Earlier this week, Pence and conference vice chair Cathy McMorris Rodgers (R-Wash) penned a letter to Treasury Secretary Timothy Geithner asking him to oppose the Greece bailout. In a similar letter they also urged Vice President Joe Biden to oppose financial aid to Spain, which is facing its own financial crisis.
"Should Spain request a bailout from the IMF, we urge you to make it clear that the U.S. will oppose such a bailout, and do all in its power as the IMF's leading contributor to reject putting American money further at risk," they wrote to Biden. "The U.S. did not implement the policies that have caused Spain's debt issue and the U.S. taxpayer should not be put at risk to bail them out."

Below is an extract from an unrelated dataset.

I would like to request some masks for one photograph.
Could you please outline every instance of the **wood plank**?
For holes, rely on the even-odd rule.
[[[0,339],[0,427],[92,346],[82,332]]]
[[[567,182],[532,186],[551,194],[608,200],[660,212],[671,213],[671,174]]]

Pence urged Democratic leaders to publicly acknowledge that the bailouts are partially funded by taxpayer dollars.
"People of the Chicagoland area and WLS listeners deserve to know that if the proposed bailout of Greece goes forward, American taxpayers will be asked to pony up about $8 billion," Pence said, adding, "They [Democrats] don't seem to be talking quite as much about the fact that American taxpayers will be asked to bailout this European socialist power in the EU, but those are the facts."
"I don't believe the American people want that," Pence said. "I don't believe we want to pay that price tag. But the truth is, if we don't reverse course on our present fiscal direction, we will face the same debt-to-economy ration that is crushing Greece today in just 15 years."